Polls were open from 8h to 15h here, and on the understanding that Belgians are pathologically incapable of handling any sort of event that involves any sort of systematic processing of anything even with the benefit of five years' notice, I showed up at my local shortly after the doors opened. Well, not really my local. For some intensely annoying reason, my voting station was a twenty-minute walk from our flat, and I passed two other voting stations on the way . . . and later in the afternoon saw another up the road, rather than down, that was roughly a three-minute walk away . . . that early on a weekend morning, it makes a fucking difference.
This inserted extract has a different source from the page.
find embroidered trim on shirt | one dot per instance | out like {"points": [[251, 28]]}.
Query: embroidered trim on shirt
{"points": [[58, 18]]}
Trust me.

So grumbling I rolled up to the distant voting station at roughly 8h10 in the morning, and proceeded to wait for half an hour to vote for the green party. Actually in Francophone and Germanophone Belgium, it's called Ecolo, a rather lame name compared to the Flemish Belgian green party, the simple yet cheerful Groen!. Yes. The exclamation point is part of its name. And yes. There are two green parties in Belgium, just as there are essentially two of every party, because the Flems and the Loons will not speak each other's language, the Flems out of pride and frustration (most of them speak French reasonably well, but have an angry history with it) and the Loons out of sheer fucking pig ignorance. It is a nonsense, nonsense, stupid political and linguistic national system that makes Canada look like the Utopia of Bicultural Relations. Which it ain't.

But my point is that I waited in line for half an hour to vote for the green party. In the office itself there were five voting booths, and eight people manning the desk processing the electorate. In the half-hour that I waited, one person voted at a time. Absolute fucking gas factory. And of course it was because the desk of seven processing people (the eighth was supervising the line, making sure nobody was cutting or bribing, I suppose) only processed one person at a time.

The first person announced the electoral number of each voter. The second collected the voter's identification papers. The third and fourth crossed them off two lists, I assume one for the European and one for the civic elections, which were running concurrently and which I'm not allowed to vote in. The fifth handed the voter a magnetic card to use with the electronic voting machine. The sixth instructed the voter how to put the magnetic card into the collection box after voting, because the wrong sticker had been affixed to the slot, and the seventh handed back the voter's identification papers. But of course periodically an aged voter unused to the somewhat convoluted electronic voting process or someone who had never done it before ran into difficulties, and one of the processing people would have to rush to the booth and help them, which would jam up the works completely for the duration.


At least I got out of there in half an hour. Later in the day when Mum and I were out and about, we saw lines at the different voting stations stretching far out onto the streets, including in the Grande Place, which all the tourists were fascinated by. And that on one of the most wretchedly cold and wet June 7ths I've seen in my thirty years of existence. Geez, as they say, Louise. Nonetheless today I'm pleased about how it all went. The green political movement boosted its showing across Europe and here in Belgium. The continent is going a little too fascist and apathetic these days for the mighty greenwash I was hoping for, but considering everything else that wasn't right-wing went to pot I guess it's the best one can hope for in a bullocksy situation.